A Nigerian writer, Gimba Kakanda, has described the arrest of a university student, Aminu Muhammad by security agents suspected to be acting on the orders of First Lady Aisha Buhari as “an unmistakable abuse of power”.
He said that the arrest and alleged brutalization of the student has “sparked a multi-million Naira public relations disaster”.
Kakanda, who is a Daily Trust columnist, stated these in the latest installment of his column in the paper titled, “Free Aminu Muhammad”, published on Wednesday.
Read more about Aminu Muhammad’s story here…
“At 23, unknown and studying in a dormant Northern town, Aminu Adamu Muhammad couldn’t have imagined himself in this movie-like plot featuring the wife of the President. He’s become a trending hashtag because of a tweet in which he attributed Aisha Buhari’s sudden weight gain to, in the simplest inference, corruption. “Mama has eaten her fill of poor people’s money,” he wrote in Hausa on the microblogging site, along with the image of a conspicuously overweight Mrs. Buhari.
“The #FreeAminu campaign on social media is a clamour for his release, but it’s still unclear whether Mrs. Buhari or some sycophantic security chief authorised Mr. Muhammad’s arrest. The account of the victim’s father, as told by BBC Hausa, painted that the young student of Federal University Dutse called to share that he was abducted from school and taken to the Presidential Villa, where he was brutally punished and detained,” Kakanda wrote.
Kakanda added that the ordeal of the 500-level student of Federal University, Dutse in Jigawa state has brought to the fore various moral hypocrisies and a polarising debate on the limits of free speech.
He said that wherever anyone stood on the matter, the student’s human rights overrode any other ethical observation.
“Even if Mrs. Buhari’s weight gain was due to an underlying illness, which is likely the case, Mr. Muhammad isn’t legally obligated to be sensitive, and that makes the arrest an unmistakable abuse of power.

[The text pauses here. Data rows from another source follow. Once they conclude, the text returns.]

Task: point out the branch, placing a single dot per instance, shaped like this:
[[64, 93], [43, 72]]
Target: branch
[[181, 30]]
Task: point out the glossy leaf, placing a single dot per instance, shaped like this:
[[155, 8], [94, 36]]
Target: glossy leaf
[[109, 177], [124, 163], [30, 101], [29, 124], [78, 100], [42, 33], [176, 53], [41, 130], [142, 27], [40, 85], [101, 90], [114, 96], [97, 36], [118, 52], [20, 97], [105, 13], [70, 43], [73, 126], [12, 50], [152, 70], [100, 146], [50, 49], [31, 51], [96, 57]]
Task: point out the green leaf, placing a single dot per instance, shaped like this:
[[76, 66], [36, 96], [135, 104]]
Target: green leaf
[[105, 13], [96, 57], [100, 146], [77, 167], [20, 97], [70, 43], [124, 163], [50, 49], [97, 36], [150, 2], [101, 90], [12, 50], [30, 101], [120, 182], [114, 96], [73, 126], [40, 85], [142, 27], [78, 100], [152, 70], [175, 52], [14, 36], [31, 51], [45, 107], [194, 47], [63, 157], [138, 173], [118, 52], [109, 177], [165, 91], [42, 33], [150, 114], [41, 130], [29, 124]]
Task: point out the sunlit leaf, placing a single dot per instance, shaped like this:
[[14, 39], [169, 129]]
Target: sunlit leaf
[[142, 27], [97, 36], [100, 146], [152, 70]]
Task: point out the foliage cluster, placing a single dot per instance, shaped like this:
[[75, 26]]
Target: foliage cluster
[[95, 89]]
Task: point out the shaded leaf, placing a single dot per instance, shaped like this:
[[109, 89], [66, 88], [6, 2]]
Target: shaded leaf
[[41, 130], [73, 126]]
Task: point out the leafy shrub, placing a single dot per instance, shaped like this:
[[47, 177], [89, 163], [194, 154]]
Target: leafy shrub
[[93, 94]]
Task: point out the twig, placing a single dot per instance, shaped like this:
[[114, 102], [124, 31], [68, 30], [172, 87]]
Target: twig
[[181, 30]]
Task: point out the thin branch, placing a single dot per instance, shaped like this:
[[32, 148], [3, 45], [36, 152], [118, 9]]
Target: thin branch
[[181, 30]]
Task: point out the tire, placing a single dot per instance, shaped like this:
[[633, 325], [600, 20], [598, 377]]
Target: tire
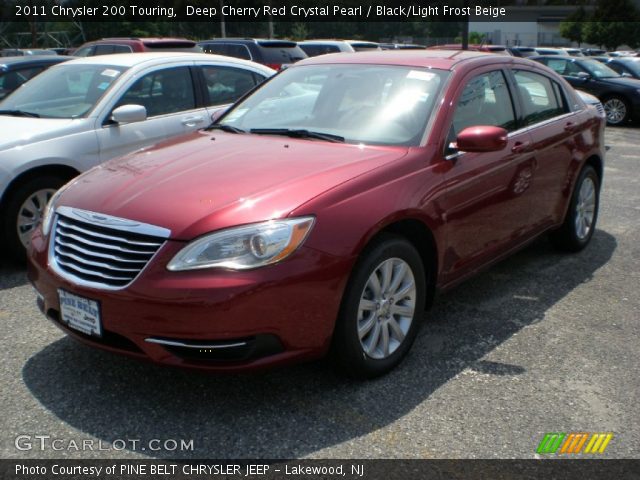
[[39, 190], [390, 259], [617, 110], [582, 215]]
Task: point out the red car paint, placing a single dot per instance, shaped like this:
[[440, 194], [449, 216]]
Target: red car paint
[[469, 211]]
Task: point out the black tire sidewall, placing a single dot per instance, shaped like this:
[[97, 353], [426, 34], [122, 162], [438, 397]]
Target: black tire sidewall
[[346, 346]]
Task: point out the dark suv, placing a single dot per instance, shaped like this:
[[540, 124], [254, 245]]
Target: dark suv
[[107, 46], [272, 53]]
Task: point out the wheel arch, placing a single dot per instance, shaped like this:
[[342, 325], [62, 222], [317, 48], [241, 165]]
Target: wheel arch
[[60, 170]]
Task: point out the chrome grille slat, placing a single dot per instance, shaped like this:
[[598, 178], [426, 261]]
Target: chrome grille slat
[[93, 273], [108, 237], [98, 251], [91, 262], [102, 245]]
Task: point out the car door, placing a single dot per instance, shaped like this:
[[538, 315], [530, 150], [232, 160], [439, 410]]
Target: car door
[[168, 95], [485, 213], [224, 84], [555, 128]]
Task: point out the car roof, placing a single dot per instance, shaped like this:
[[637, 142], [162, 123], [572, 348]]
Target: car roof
[[7, 61], [134, 59], [324, 42], [442, 59]]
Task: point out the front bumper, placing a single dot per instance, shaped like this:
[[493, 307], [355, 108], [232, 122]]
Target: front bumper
[[209, 319]]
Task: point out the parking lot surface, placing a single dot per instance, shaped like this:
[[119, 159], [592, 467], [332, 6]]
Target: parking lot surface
[[542, 342]]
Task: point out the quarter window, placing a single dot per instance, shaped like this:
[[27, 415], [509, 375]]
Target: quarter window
[[162, 92], [485, 100], [541, 98], [226, 84]]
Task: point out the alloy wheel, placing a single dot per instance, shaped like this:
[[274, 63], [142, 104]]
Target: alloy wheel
[[386, 309], [31, 212]]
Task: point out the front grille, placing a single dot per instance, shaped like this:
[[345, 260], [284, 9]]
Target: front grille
[[102, 251]]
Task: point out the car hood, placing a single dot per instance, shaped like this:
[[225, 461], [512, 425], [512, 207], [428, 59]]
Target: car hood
[[21, 131], [204, 182]]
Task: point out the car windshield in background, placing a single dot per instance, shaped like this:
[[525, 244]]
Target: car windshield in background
[[599, 70], [632, 64], [68, 91], [371, 104]]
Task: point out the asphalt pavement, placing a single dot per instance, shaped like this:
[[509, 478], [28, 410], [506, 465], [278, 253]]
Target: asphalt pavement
[[543, 342]]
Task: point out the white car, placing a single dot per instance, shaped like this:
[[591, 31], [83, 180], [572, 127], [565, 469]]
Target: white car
[[86, 111]]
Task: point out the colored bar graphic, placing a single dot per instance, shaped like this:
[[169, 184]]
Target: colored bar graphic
[[598, 443], [572, 443], [550, 442]]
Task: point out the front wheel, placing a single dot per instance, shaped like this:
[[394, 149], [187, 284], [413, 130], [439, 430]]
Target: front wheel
[[24, 210], [580, 222], [381, 309], [617, 110]]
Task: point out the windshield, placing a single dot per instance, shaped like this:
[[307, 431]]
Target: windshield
[[371, 104], [599, 70], [65, 91]]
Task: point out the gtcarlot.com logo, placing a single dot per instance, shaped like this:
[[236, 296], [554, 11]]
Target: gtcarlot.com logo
[[47, 442], [574, 443]]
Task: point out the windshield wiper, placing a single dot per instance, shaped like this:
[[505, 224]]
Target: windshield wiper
[[298, 133], [19, 113], [225, 128]]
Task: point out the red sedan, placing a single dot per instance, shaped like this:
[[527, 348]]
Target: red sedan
[[321, 213]]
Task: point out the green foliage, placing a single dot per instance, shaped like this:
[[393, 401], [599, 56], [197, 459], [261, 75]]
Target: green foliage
[[573, 27]]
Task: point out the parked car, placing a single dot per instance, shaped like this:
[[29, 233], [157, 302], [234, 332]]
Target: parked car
[[626, 66], [276, 54], [14, 71], [364, 46], [23, 52], [108, 46], [85, 111], [321, 47], [522, 51], [619, 95], [338, 197]]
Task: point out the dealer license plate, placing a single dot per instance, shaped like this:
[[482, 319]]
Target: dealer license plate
[[80, 313]]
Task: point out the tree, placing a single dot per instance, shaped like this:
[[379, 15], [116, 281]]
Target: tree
[[615, 23], [573, 27]]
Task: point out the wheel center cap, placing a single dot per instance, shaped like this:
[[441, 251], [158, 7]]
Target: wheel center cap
[[385, 308]]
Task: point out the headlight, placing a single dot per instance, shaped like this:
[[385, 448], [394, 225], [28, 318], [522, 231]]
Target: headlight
[[244, 247], [47, 216]]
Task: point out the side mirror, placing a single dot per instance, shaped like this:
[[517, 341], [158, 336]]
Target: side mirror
[[129, 114], [483, 138], [215, 116]]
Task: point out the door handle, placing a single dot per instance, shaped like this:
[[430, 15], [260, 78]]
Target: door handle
[[191, 121], [520, 147], [570, 127]]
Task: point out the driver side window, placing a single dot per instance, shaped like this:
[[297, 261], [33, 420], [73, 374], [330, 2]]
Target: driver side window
[[485, 100]]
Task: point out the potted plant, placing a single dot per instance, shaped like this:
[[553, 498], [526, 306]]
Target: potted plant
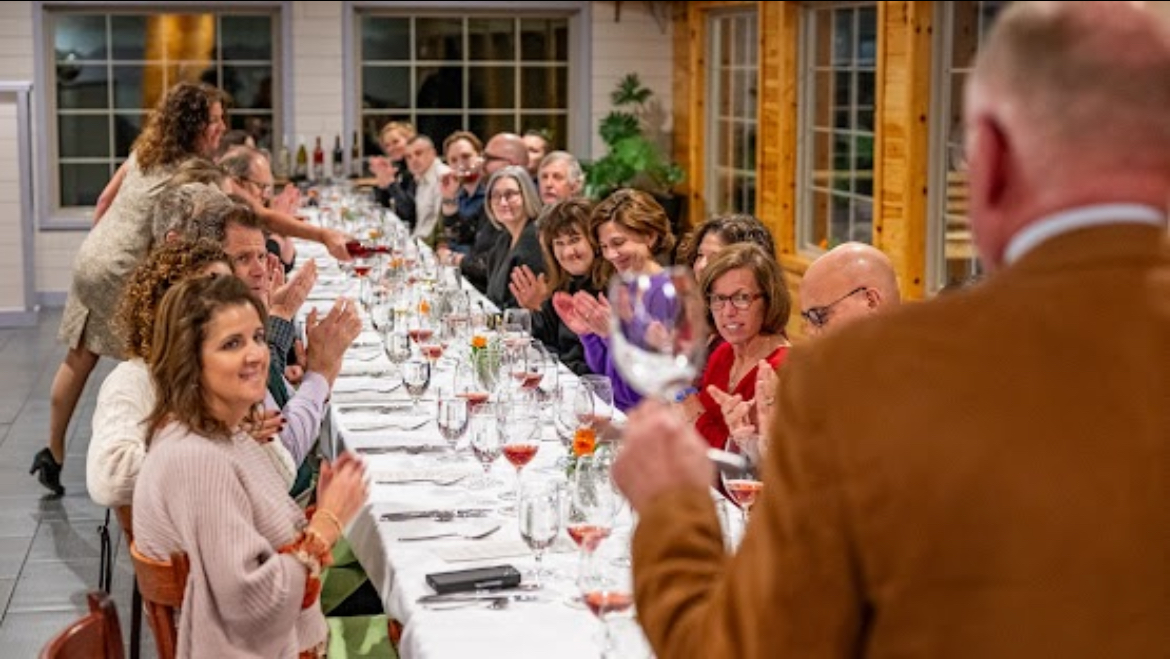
[[633, 158]]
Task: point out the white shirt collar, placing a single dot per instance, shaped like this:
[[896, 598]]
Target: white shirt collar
[[1080, 218]]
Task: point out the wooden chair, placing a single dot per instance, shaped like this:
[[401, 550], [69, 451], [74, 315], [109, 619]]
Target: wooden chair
[[162, 585], [96, 636]]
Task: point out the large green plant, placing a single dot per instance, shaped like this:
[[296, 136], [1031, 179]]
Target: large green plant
[[633, 158]]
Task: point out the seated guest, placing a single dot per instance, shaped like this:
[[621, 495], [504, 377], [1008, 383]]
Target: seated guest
[[749, 307], [559, 177], [569, 261], [634, 235], [206, 489], [513, 205]]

“If the intention was to intimidate the young man, that move has already sparked a multi-million Naira public relations disaster,” Kakanda asserted.
He added, “It’s human to appeal for empathy in analyzing anyone dealing with a weight problem, only that it’s illogical to cite “fat-shaming” as a problem in a story where the supposed provocateur has been illegally arrested and allegedly brutalized.
“The victim in this story is the helpless citizen abducted from his school, held against his will, and subjected to dehumanizing treatment, if the accounts of his family are accurate.”